We believe that the Chancellor’s opinion and the decree of the court were supported by material evidence and that we are bound by his findings. Arrowhead, Inc. v. Gammons, 219 Tenn. 594, 412 S.W.2d 214; Brewer v. Pocahontas Fuel Co., 221 Tenn. 130, 425 S.W.2d 582. In Lynch v. La Rue, 198 Tenn. 101, 278 S.W.2d 85, it was observed that “if the findings of the trial judge are supported by inferences which may reasonably be had from the evidence, though that evidence be reasonably capable of opposing inferences, a reviewing court will not disturb those findings.” It follows that we overrule the defendants’ first assignment of error.

With respect to the second assignment of error it must be noticed that when the petitioner claimed and received benefits from the John Hancock Mutual Insurance Company and the Tennessee Hospital Service Association, so far as the pleadings and proof show, he made no representation to the defendants.

“An essential element which is the basis of the law of estoppel in pais is that one who pleads the estoppel shall have relied on the words, acts, or omissions of the party against whom the estoppel is asserted.” Kelly v. Cliff Pettit Motors, Inc., 191 Tenn. 390, 234 S.W.2d 822.

So, since the petitioner made no representation to the defendants, they did not rely on such representation and the plea of estoppel cannot be sustained.

The defendants contend that by filing his claims against the carriers of the group insurance the petitioner made an election of remedies which precludes his asserting a claim against the defendants. The record does not disclose the terms of the policies of these two carriers so that it cannot be successfully contended that the petitioner made an election of remedies. For there to be such an election a party must choose one which is inconsistent with another that may be available to him. Such has not been shown to be the case in this suit.

In White v. Henry, 199 Tenn. 219, 285 S.W.2d 353, it was said:

“Appellants, in making such insistence, have, we think, overlooked the fact that in order for such an election of remedies to be irrevocable, the remedies must be inconsistent, Grizzard v. Fite, 137 Tenn. 103, 107, 191 S.W. 969, L.R.A.1917D, 652, and have overlooked the fact that the two remedies involved here are not inconsistent. This is because there may be error of law apparent in the decree, without regard to whether the preceding order pro confesso was legally entered.”

Neither John Hancock Mutual Insurance Company nor Tennessee Hospital Service Association is a party to this suit. *824The fact that either or both of these companies made payments to the petitioner to which he was not entitled does not give the defendants a right to such funds by offset or otherwise.

In American Bridge Division, United States Steel Corp. v.
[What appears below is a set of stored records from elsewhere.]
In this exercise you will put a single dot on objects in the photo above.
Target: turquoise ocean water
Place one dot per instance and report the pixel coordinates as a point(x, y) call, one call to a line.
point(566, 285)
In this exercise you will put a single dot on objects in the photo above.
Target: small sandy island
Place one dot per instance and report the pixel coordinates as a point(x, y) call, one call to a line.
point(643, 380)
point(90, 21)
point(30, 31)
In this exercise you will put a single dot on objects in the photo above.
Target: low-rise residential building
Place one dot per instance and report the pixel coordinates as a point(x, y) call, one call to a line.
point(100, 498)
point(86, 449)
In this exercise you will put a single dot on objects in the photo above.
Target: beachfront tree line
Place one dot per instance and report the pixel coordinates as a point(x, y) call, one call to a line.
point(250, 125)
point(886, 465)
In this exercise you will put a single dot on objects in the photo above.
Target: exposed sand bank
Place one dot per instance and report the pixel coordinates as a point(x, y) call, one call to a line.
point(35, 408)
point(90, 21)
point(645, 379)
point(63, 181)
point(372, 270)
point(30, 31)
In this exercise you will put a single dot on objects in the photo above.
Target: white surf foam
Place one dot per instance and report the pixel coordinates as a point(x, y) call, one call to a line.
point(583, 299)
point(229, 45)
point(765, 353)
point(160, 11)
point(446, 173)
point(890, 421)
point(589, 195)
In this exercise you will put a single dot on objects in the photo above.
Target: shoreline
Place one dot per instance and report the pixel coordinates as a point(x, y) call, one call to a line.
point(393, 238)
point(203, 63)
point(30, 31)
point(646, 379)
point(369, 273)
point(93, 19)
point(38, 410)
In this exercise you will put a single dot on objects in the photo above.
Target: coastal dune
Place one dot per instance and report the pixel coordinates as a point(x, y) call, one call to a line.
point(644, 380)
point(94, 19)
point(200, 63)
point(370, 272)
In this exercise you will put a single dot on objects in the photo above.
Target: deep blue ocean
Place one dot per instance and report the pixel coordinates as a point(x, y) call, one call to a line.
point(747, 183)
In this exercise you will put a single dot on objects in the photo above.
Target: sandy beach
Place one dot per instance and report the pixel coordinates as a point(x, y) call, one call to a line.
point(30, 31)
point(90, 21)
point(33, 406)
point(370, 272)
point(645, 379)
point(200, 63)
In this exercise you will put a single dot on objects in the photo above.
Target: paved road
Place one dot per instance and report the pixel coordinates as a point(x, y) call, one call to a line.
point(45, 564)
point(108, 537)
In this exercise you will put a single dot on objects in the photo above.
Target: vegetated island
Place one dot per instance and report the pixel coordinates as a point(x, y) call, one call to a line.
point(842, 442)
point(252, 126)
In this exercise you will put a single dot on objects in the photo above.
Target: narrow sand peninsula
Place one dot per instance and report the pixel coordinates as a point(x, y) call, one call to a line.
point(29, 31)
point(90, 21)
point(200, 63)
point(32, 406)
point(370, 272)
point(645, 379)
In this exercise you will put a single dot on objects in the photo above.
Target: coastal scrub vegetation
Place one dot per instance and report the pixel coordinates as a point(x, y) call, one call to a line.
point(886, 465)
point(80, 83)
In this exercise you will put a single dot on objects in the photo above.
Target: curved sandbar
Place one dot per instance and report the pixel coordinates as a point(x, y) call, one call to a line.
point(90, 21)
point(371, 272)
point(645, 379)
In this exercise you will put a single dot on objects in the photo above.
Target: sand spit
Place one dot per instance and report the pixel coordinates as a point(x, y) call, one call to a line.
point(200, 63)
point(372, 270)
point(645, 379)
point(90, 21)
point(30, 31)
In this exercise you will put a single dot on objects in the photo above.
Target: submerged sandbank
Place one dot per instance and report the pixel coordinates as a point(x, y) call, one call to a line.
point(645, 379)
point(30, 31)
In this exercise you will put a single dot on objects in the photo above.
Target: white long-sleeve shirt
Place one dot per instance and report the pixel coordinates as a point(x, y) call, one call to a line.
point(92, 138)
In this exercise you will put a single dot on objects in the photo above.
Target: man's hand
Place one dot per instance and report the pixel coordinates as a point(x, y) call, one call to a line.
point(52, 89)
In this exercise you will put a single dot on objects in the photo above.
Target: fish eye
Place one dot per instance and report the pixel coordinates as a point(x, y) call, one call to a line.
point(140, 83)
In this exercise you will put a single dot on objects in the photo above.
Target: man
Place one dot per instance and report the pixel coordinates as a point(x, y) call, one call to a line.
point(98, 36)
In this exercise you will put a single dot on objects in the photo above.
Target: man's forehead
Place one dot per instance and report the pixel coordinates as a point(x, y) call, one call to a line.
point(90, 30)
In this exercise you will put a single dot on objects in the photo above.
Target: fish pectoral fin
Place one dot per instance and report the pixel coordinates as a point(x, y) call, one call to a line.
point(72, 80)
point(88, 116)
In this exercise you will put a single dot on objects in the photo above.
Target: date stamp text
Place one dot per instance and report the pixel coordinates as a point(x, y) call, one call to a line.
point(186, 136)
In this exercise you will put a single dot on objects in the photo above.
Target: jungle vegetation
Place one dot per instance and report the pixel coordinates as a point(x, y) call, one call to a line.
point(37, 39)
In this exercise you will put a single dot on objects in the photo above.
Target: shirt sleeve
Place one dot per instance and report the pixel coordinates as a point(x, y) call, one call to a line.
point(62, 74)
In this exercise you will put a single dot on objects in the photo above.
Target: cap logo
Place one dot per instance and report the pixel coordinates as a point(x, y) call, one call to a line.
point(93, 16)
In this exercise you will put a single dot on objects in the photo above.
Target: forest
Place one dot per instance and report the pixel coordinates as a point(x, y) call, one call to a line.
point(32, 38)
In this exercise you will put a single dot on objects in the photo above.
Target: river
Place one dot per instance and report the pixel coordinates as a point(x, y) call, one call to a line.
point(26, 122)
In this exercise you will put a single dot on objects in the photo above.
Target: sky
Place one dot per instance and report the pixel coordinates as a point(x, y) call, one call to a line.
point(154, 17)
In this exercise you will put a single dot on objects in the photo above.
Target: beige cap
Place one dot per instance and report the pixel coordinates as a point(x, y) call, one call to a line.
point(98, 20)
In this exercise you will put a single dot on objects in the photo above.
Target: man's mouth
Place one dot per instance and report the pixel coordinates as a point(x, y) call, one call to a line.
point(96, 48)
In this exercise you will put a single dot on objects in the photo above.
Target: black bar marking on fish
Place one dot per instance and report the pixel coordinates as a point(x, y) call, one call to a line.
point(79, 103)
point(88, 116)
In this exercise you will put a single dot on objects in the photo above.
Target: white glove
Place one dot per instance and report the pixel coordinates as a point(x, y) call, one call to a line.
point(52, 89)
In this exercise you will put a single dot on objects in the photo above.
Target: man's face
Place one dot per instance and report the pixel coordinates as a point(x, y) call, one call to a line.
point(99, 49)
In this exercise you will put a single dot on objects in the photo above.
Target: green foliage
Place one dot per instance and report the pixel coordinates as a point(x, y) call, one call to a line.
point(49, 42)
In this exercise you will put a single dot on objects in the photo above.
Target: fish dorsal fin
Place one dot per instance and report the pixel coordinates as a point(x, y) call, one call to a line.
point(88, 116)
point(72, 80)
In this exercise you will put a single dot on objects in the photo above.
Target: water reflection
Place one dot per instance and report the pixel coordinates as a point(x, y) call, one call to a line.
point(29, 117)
McClung, 206 Tenn. 317, 333 S.W.2d 557, this Court said:

“With reference to assignment 8, it appears that substantial payments of non-occupational benefits were made by the insurance Company and hospital benefits under the Blue Cross. The Company now insists that it is entitled to credit or setoff of these payments. We do not think so. The only thing paid out by the Company in this regard was one-half of the premium, the other half of which was paid by the petitioner. If on any basis these payments are to be recovered by anybody, they would necessarily be recovered by the person or firm making the payments. Neither of these non-occupational insurors, however, is a party in this action and we do not see how the question is relevant in any way.”

The second assignment of error is overruled.

We affirm the decree of the chancery court.

DYER, C. J., and CHATTIN, CRESON and HUMPHREYS, JJ., concur.